“A man has a choice. That’s what makes him different from an animal,” Raymond Massey’s Adam tells James Dean’s Cain-like Cal in the 1954 film of John Steinbeck’s “East of Eden.”
But some men choose to act like animals. Derek Chauvin made a choice to murder George Floyd in cold blood. He did it, because he could do it. Power: The English historian Lord Acton said, “Power tends to corrupt and absolute power corrupts absolutely.” But he had it backwards. Power doesn’t corrupt people. People corrupt power by the choices they make for selfishness and against responsibility and service.
With the conviction of Chauvin, there have been renewed calls to “defund” the police, an unfortunate verb. We don’t need to disengage from the police. Indeed we need more engagement, more training, more civilian review boards, more police presence in the community, more police living in the community.
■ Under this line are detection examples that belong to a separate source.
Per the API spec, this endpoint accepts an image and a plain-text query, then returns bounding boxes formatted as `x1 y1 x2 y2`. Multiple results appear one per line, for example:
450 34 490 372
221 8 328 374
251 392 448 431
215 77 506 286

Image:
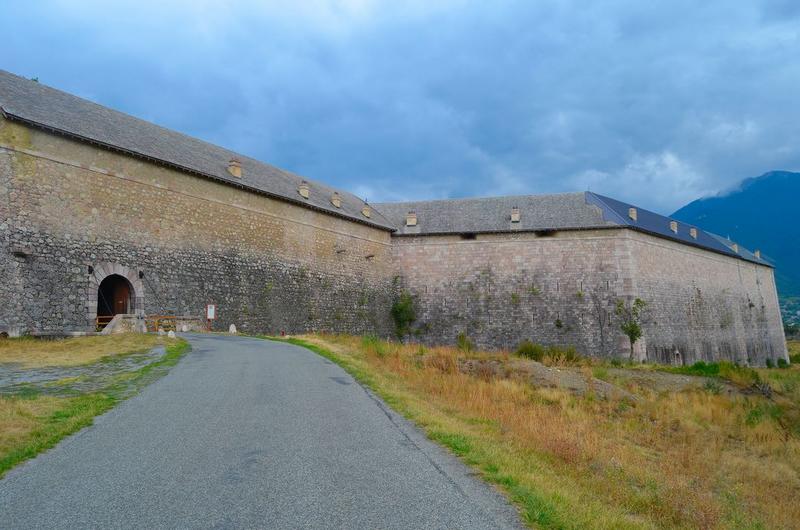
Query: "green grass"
258 335 592 529
264 335 800 529
657 361 761 388
0 340 190 477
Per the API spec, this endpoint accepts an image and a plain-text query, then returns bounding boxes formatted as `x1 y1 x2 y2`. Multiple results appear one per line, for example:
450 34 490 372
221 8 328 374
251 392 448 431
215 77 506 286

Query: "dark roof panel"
375 192 772 266
0 70 391 230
We need to see the police as human beings and for them to see us as human beings.
It can’t be easy being a police officer, never knowing if your next call will be your last. And the old saying, “Better to be judged by 12 than carried by six” applies.
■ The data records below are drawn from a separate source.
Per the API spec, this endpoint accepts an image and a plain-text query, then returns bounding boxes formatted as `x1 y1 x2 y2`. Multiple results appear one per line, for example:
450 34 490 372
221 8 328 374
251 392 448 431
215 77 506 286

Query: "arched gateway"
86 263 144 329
But the number of high-profiled deaths of young Blacks at the hands of police and the number of complaints registered against Chauvin alone — 19, with several disciplinary actions — should give us pause. Where is the accountability, the leadership in policing?
It’s time to address not only systemic racism but the systemic failure to apply Alexandrian leadership — leadership from the front — which are damning this country.
“A man has a choice”: The jury that voted to convict Chauvin on three counts of murder and manslaughter made the right choice. It is incumbent on the rest of us to do the same.